ROSE: Register Assisted General Time Series Forecasting with Decomposed Frequency Learning
Contents
- Abstract
- Introduction
- Relataed Works
- TS Forecasting
- TS Pre-training
- Methodology
- Architecture
- Decomposed Frequency Learning
- Time series register
- Training
- Experiments
0. Abstract
General TS forecasting models
- pre-trained on a large number of TS datasets
Two challenges:
- (1) How to obtain unified representations from multi-domian TS data
- (2) How to capture domain specific features from TS data
ROSE
Register Assisted General Time Series Forecasting Model with Decomposed Frequency Learning
-
Novel pre-trained model for TS forecasting
-
Pretraining task: Decomposed Frequency Learning
-
decomposes coupled semantic and periodic information in TS
( with frequency-based masking and reconstruction )
-
-
Time Series Register
-
learns to generate a register codebook
- to capture “domain-specific” representations during pretraining
-
enhances “domain-adaptive” transfer
- by selecting related register tokens on downstream tasks
-
SOTA forecasting performance on 8 real-world benchmarks
( + few-shot scenarios )
-
1. Introduction
Challengs of applying general TS model to heterogeneous TS data
- (1) Obtaining a unified representation
- (2) Adaptive transferring information from multi-domain TS to specific downstream scenarios
(1) Obtaining a UNIFIED representation
- TS from each domain = multiple frequency components ( = frequency superposition )
- Frequency superposition
- leads to coupled semantic and periodic information in the time domain.

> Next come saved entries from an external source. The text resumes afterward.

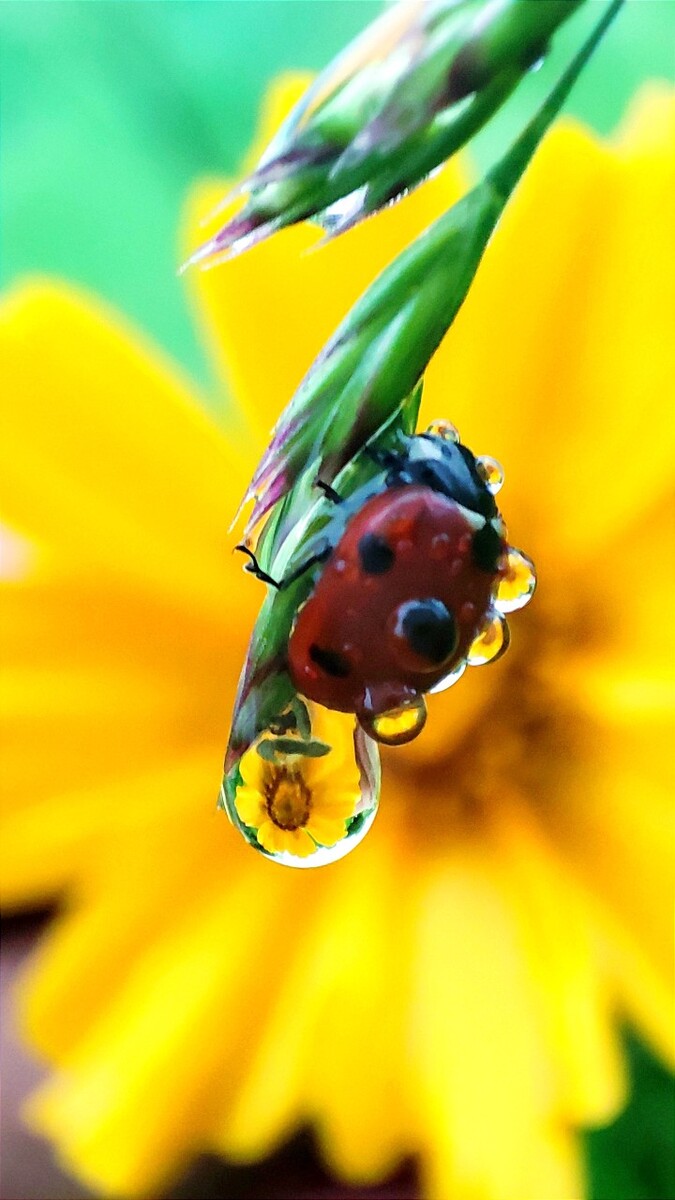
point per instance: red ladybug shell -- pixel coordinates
(408, 550)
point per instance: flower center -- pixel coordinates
(288, 799)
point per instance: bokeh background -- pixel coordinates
(111, 111)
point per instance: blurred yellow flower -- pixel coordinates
(300, 804)
(471, 960)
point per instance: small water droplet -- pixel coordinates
(396, 725)
(449, 679)
(517, 582)
(305, 802)
(446, 430)
(491, 472)
(490, 642)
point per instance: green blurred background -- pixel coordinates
(112, 109)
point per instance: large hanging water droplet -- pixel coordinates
(517, 582)
(490, 642)
(305, 799)
(399, 725)
(449, 679)
(446, 430)
(491, 473)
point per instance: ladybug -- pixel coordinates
(407, 581)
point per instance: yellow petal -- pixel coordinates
(560, 361)
(107, 445)
(484, 1077)
(64, 837)
(356, 1042)
(171, 1017)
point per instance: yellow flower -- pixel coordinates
(300, 803)
(471, 960)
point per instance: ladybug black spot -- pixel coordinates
(429, 630)
(330, 661)
(375, 553)
(487, 549)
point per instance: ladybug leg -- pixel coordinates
(254, 568)
(328, 491)
(320, 557)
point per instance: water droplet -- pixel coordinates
(490, 642)
(446, 430)
(517, 582)
(491, 472)
(449, 679)
(305, 801)
(399, 725)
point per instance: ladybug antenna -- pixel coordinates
(328, 491)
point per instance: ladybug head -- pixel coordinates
(448, 467)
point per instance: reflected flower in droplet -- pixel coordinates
(303, 802)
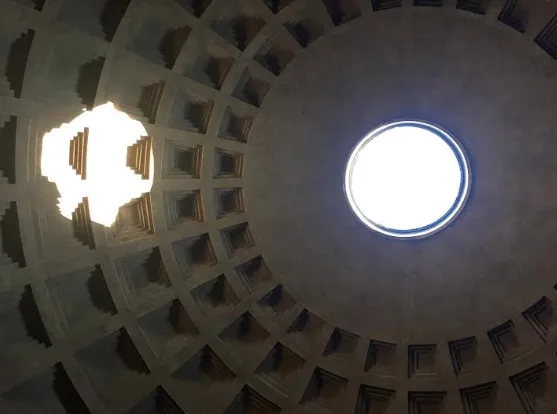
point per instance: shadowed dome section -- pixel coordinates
(242, 282)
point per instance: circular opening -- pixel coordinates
(407, 179)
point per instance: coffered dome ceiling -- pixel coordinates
(243, 282)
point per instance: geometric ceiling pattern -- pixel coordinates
(173, 309)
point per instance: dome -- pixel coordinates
(243, 282)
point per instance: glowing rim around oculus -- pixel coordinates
(451, 213)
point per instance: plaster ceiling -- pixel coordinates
(243, 283)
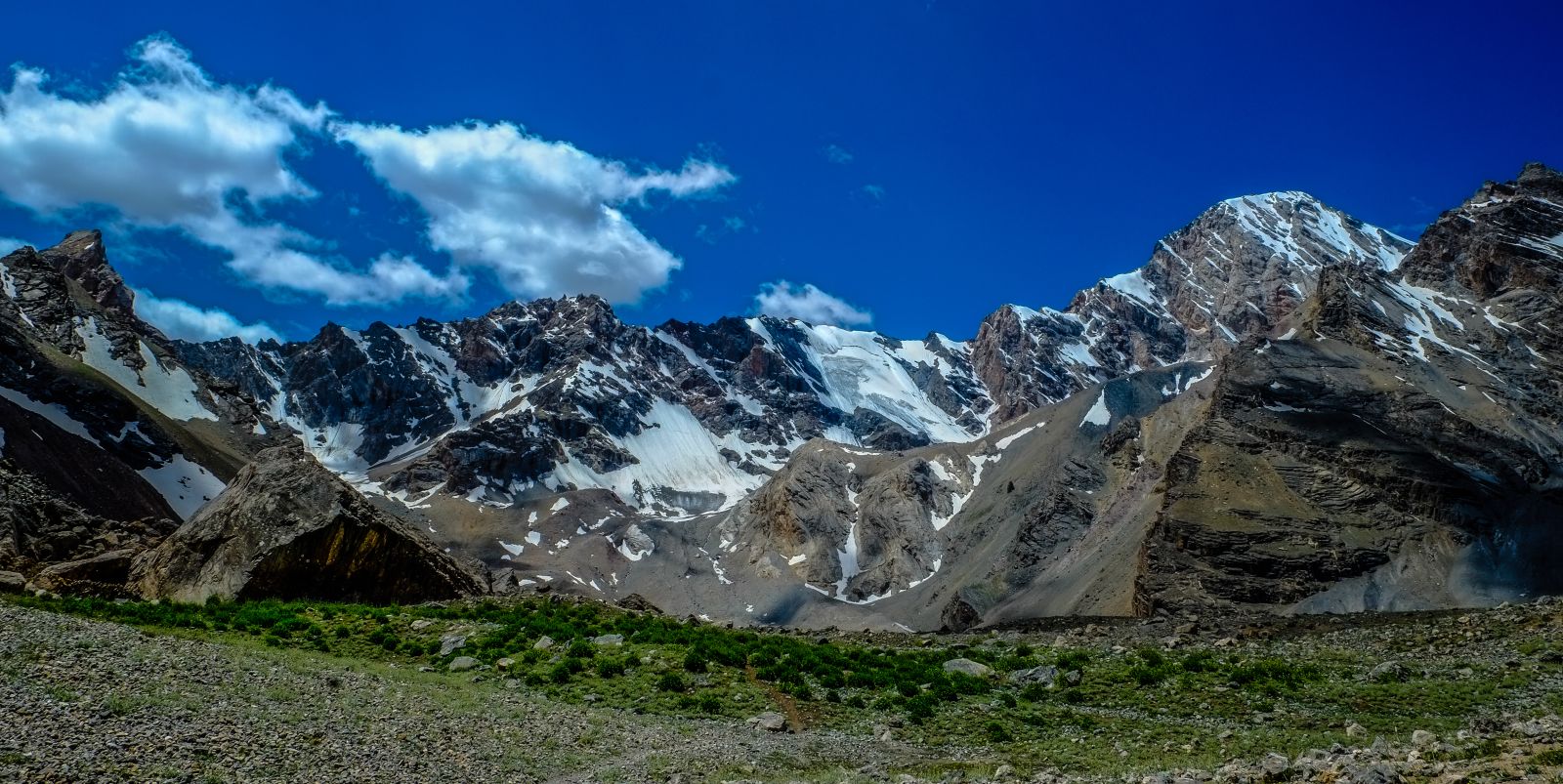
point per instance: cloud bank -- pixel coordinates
(187, 322)
(541, 216)
(809, 304)
(166, 147)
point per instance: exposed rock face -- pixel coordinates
(288, 528)
(1284, 409)
(1404, 452)
(1237, 270)
(1390, 442)
(106, 437)
(38, 526)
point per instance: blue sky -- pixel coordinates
(906, 166)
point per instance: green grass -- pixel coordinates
(1137, 710)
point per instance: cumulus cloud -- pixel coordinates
(187, 322)
(836, 155)
(169, 148)
(539, 214)
(807, 304)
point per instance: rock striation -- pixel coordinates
(288, 528)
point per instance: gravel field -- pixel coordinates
(93, 702)
(98, 702)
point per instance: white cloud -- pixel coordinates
(541, 216)
(187, 322)
(807, 304)
(836, 155)
(169, 148)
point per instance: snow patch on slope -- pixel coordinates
(184, 484)
(172, 392)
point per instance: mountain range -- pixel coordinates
(1286, 409)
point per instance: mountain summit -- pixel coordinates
(1282, 409)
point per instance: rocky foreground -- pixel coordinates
(88, 700)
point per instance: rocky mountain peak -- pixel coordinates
(82, 258)
(1504, 241)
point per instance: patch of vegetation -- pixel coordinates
(1110, 711)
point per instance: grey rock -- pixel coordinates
(1388, 672)
(1044, 675)
(12, 583)
(289, 528)
(771, 722)
(969, 667)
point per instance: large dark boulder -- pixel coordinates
(289, 528)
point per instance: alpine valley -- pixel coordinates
(1284, 409)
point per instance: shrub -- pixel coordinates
(1200, 663)
(695, 661)
(997, 733)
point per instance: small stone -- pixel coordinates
(1274, 767)
(966, 666)
(1388, 672)
(452, 642)
(12, 583)
(1044, 675)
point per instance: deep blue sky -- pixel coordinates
(1016, 151)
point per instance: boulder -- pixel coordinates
(289, 528)
(770, 721)
(104, 575)
(1388, 672)
(1046, 675)
(450, 642)
(12, 583)
(966, 666)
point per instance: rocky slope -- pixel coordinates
(106, 439)
(1284, 409)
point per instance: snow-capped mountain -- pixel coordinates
(555, 395)
(106, 439)
(1284, 408)
(1237, 270)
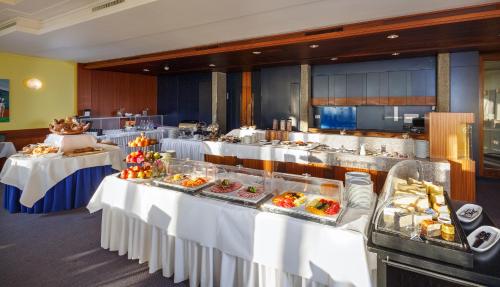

- Large-scale TS data from different domains
- complex temporal patterns and frequency diversity
(2) ADAPTIVE transferring information from multi-domain TS
-
Multi-source TS data originate from various domains
- exhibit domain-specific information
-
Existing time series pre-training frameworks
- focus mainly on capturing generalized features during pre-training
- overlook domain-specific features
\(\rightarrow\) Necessary to learn domain-specific information during pre-training and adaptively transfer the specific representations to each target domain ( = adaptive transfer )
Two difficulties of adaptive transfer
- (a) Capturing domain-specific information in pre-training
- (b) Adaptive use of domain-specific information in various downstream tasks
ROSE
(1) Decomposed Frequency Learning
- Learns generalized representations to solve the issue with coupled semantic and periodic information.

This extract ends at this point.